Apoiamos dados positivos na economia, mas queremos comida de verdade no prato do brasileiro
Por Marjorie Nogueira Chaves e Mariana Pedron Macário na Folha de S.Paulo | 26/12/2023
Na sua famosa fotografia “99 cent”, Andreas Gursky retratou um supermercado com inúmeras prateleiras da seção de alimentos, todas repletas de embalagens coloridas. A imagem a princípio fascina, mas um olhar mais atento mostra que aquilo é um mar de produtos industrializados, e sentimos um profundo incômodo.
O mesmo incômodo que sentimos com a reportagem da Folha “Commodities fortalecem indústria e Brasil vira ‘supermercado do mundo“, que louva a indústria da alimentação com uma lista de contribuições desse setor. Afirma que o Brasil se tornou o maior exportador mundial de alimentos industrializados e expõe outros méritos: geração de empregos, número de empresas e volume de exportação. E conclui que “sem a interferência estatal”, a indústria alimentícia está mudando a alcunha do Brasil de “celeiro do mundo” para “supermercado do mundo”. Os produtos que a reportagem menciona: “açúcar, proteína animal, óleo de soja e suco de laranja, derivados de trigo (como biscoitos), produtos lácteos e café, inclusive em cápsulas”. Que vitrine colorida!

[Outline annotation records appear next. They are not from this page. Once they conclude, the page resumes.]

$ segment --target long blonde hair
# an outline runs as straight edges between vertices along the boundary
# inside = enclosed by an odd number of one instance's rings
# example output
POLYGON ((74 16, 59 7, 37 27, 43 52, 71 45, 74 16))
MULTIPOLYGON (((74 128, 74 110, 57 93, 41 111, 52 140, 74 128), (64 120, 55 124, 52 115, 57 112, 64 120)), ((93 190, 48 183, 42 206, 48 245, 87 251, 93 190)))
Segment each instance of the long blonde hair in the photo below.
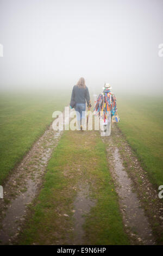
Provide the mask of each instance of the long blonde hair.
POLYGON ((85 88, 86 85, 85 79, 83 77, 80 77, 77 83, 77 86, 78 86, 78 87, 83 87, 84 88, 85 88))

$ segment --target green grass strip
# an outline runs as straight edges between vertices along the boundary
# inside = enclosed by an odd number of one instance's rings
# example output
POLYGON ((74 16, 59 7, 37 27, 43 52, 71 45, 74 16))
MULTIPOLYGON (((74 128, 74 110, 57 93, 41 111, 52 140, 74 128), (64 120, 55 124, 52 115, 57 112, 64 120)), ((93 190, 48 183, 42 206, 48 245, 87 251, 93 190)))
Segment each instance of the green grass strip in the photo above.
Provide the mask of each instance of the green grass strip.
POLYGON ((42 189, 31 207, 19 244, 73 244, 73 202, 78 185, 85 183, 96 204, 85 216, 84 243, 129 244, 105 147, 98 132, 64 132, 49 161, 42 189))

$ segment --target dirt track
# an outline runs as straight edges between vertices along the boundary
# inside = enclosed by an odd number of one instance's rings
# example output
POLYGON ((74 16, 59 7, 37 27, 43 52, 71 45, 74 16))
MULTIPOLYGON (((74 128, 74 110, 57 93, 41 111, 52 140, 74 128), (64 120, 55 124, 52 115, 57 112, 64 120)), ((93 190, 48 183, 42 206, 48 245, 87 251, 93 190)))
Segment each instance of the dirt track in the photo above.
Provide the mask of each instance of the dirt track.
MULTIPOLYGON (((143 170, 116 125, 114 124, 112 128, 111 136, 102 140, 106 145, 109 171, 114 177, 120 197, 126 232, 131 244, 155 244, 163 228, 162 204, 149 182, 147 173, 143 170), (127 162, 127 166, 123 166, 124 161, 127 162), (140 179, 142 182, 140 182, 140 179), (157 227, 155 225, 156 221, 159 223, 157 227)), ((62 132, 54 131, 51 125, 6 182, 4 199, 0 201, 2 213, 1 244, 12 244, 16 240, 26 218, 27 206, 39 192, 48 160, 62 132)), ((74 203, 76 238, 73 244, 82 244, 82 224, 84 221, 82 212, 89 212, 95 203, 87 197, 88 190, 86 186, 82 186, 74 203)))

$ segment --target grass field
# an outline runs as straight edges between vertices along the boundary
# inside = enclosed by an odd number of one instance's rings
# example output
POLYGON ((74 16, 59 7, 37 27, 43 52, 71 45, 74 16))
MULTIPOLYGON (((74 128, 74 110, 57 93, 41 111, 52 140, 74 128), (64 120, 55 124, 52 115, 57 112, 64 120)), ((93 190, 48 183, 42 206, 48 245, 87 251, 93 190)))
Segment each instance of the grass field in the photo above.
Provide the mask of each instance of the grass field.
POLYGON ((60 92, 1 94, 0 184, 49 125, 53 111, 62 110, 69 98, 60 92))
POLYGON ((163 99, 120 96, 117 107, 119 127, 158 188, 163 184, 163 99))
POLYGON ((85 216, 83 244, 129 244, 108 172, 105 144, 98 132, 91 131, 67 131, 62 135, 19 243, 73 244, 73 203, 79 187, 84 189, 86 184, 90 191, 87 196, 95 200, 96 205, 85 216))

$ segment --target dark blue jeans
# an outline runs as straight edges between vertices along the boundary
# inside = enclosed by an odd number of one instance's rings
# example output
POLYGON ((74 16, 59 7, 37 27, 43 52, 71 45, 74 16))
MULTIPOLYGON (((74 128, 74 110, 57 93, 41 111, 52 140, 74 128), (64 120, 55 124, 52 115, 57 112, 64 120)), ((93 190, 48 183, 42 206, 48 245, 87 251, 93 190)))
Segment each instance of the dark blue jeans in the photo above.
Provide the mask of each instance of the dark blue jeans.
POLYGON ((85 103, 77 103, 76 105, 75 109, 77 112, 77 118, 78 123, 79 127, 80 125, 84 124, 84 119, 85 117, 85 103))

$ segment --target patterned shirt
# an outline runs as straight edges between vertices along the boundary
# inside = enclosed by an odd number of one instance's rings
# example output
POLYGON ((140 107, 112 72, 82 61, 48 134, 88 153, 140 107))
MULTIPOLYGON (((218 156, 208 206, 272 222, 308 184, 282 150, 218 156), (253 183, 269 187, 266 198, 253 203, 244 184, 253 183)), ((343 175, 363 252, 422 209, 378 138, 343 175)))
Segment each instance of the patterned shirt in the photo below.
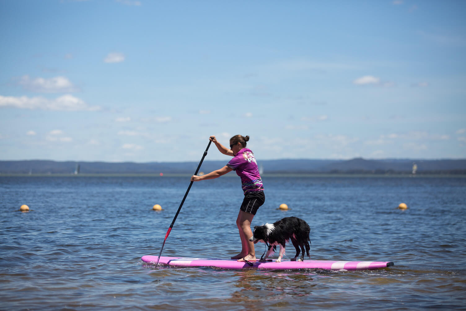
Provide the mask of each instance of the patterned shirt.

Mas pedimos um olhar atento para aquilo que a matéria esconde: do outro lado do balcão estão problemas dramáticos para a saúde da sociedade brasileira. O Brasil tem índices alarmantes de fome, que atingem em especial famílias chefiadas por pessoas negras, por mulheres e aquelas com crianças menores de 10 anos. São 33 milhões de brasileiros desprovidos desse direito básico e mais da metade da população com algum grau de insegurança alimentar. Mas essa fome convive com um alto consumo de alimentos ultraprocessados, que tanto impacta o nosso sistema alimentar e deu origem ao termo nutricídio—cunhado pelo médico afro-americano Llaila Afrika para tratar da impossibilidade de acesso a alimentos com alto valor nutricional.
Em 2022, 93% das crianças de 5 a 9 anos consumiram alimentos ultraprocessados, como salgadinhos e bolachas recheadas. No período entre 2002 e 2018, a participação de ultraprocessados em nossa dieta foi de 12,6% para 18,4%. A compra de biscoitos e snacks no mercado está presente em 34% das notas fiscais, e os refrigerantes, em 67%. Devido ao baixo custo, a durabilidade na prateleira e a forma rápida com que são consumidos, os ultraprocessados são muito populares.
A compra de arroz e feijão é menos frequente, apenas 8% e 6%, respectivamente. “Nas comunidades periféricas tem gente que nem lembra mais o que é um brócolis“, nas palavras do empreendedor social Aziz Camali Constantino. Segundo reportagem recente desta Folha, sete em cada dez escolas de São Paulo estão cercadas por comida ultraprocessada, os chamados “pântanos alimentares”, o que, segundo especialistas, aumenta os riscos de obesidade, que só cresce: o contingente de brasileiros com obesidade grave aumentou 30% entre 2019 a 2022.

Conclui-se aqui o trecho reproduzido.